Beyond common polygenic risk, rare genetic variants also contribute:

  • Copy number variants (CNVs) - large, rare deletions and duplications - overlap with those found in autism and schizophrenia, implicating shared neurodevelopmental pathways including ion channels, glutamate receptors, and CNS development genes.
  • Rare single-point mutations identified through exome sequencing overlap substantially with autism risk genes. De novo mutations tend to be more deleterious than inherited variants.
  • Several developmental syndromes carry elevated ADHD risk: Fragile X, Tuberous Sclerosis, 22q11.2 deletion (velo-cardio-facial syndrome), Prader-Willi, Turner, and Klinefelter syndromes.

Epigenetics: Where Genes Meet Environment

Epigenetic mechanisms - DNA methylation, histone modification, non-coding RNA regulation - alter gene expression without changing the DNA sequence itself. They provide the biological bridge between genetic risk and environmental exposure.

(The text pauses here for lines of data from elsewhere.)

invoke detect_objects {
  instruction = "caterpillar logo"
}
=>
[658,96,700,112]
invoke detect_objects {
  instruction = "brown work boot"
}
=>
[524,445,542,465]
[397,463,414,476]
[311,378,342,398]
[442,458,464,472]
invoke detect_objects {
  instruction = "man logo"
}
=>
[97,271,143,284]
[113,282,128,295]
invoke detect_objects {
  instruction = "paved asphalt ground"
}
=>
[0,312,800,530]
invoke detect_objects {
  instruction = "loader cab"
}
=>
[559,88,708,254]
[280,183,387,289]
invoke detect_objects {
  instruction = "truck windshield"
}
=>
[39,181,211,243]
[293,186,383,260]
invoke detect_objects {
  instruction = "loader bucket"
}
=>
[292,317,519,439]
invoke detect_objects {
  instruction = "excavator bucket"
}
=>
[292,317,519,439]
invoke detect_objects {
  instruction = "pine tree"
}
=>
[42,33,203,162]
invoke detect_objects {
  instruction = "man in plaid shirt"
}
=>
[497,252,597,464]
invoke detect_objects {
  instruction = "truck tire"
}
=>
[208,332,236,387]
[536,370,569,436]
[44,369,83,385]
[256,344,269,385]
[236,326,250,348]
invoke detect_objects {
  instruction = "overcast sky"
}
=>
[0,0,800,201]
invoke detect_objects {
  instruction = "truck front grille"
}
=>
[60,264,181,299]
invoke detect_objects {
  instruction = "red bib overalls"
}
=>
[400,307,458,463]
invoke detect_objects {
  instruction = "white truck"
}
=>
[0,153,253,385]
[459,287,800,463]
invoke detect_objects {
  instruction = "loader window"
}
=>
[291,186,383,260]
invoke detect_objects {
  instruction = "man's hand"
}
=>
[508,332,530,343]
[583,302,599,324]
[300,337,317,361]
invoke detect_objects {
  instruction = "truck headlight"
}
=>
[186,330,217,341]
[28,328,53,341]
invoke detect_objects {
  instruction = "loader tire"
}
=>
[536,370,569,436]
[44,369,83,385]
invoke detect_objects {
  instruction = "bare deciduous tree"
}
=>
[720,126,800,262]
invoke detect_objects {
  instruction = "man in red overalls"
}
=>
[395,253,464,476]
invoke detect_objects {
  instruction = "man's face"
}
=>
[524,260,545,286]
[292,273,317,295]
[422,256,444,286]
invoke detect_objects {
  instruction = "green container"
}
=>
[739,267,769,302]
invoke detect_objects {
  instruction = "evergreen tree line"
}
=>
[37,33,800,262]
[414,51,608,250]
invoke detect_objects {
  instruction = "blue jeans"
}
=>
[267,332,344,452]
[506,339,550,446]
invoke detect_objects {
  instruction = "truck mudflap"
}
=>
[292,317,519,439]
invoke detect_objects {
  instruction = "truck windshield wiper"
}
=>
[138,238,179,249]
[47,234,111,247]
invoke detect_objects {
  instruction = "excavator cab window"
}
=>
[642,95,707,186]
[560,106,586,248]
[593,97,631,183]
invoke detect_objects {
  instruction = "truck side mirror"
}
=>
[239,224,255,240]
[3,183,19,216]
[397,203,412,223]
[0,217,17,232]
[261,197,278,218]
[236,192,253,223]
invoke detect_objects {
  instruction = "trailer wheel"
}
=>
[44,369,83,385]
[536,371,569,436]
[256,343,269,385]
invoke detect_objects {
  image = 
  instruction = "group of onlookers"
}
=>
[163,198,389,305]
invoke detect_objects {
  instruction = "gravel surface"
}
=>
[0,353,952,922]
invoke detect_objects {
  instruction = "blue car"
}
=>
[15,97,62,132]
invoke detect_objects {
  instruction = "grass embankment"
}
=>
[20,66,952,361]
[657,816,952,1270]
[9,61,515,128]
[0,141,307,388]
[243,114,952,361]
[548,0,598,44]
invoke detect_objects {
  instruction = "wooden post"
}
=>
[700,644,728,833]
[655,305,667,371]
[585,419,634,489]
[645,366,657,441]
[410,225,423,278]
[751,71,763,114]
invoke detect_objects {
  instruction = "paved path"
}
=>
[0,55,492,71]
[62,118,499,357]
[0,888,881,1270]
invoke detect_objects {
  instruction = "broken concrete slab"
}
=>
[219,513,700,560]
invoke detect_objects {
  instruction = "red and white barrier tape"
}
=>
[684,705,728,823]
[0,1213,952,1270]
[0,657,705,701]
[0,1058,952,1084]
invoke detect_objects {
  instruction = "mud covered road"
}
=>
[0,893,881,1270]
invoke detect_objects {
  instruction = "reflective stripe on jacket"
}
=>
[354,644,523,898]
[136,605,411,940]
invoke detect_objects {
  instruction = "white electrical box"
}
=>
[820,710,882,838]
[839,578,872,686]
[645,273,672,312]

Several lines of evidence connect epigenetics to ADHD:

The largest epigenome-wide association study (EWAS) to date found no genome-wide significant methylation differences for ADHD, though promising associations were found between methylation variants and both ADHD status and polygenic risk scores. The field faces significant challenges: brain tissue is inaccessible in living subjects, blood-based methylation may not reflect brain patterns, and confounders (cell composition, age, medication status, smoking) are difficult to control.

Sex Differences

Twin studies show no sex differences in genetic loading for ADHD. The molecular genetic correlation between males and females is approximately 1.0, and no PRS sex differences have been found. The clinical prevalence gap (2:1 male-to-female in childhood) is not explained by differential common variant effects. Some evidence suggests a "female protective effect" - females may require a higher genetic burden to manifest the disorder - but this remains debated.

References

  • Demontis, D., et al. (2019). Discovery of the first genome-wide significant risk loci for attention deficit/hyperactivity disorder. Nature Genetics, 51, 63–75.
  • Nikolas, M.A. & Burt, S.A. (2010). Genetic and environmental influences on ADHD symptom dimensions. Journal of Abnormal Psychology, 119(1), 1–17.
  • Langley, K., Martin, J. & Thapar, A. (2022). Genetics of ADHD. In Stanford, S.C. & Sciberras, E. (Eds.), New Discoveries in the Behavioral Neuroscience of ADHD.
  • Barkley, R.A. (2015). Attention-Deficit Hyperactivity Disorder: A Handbook for Diagnosis and Treatment (4th ed.). Guilford Press.
  • Artigas, M.S., et al. (2023). GWAS analysis of cannabis use in ADHD. Molecular Psychiatry.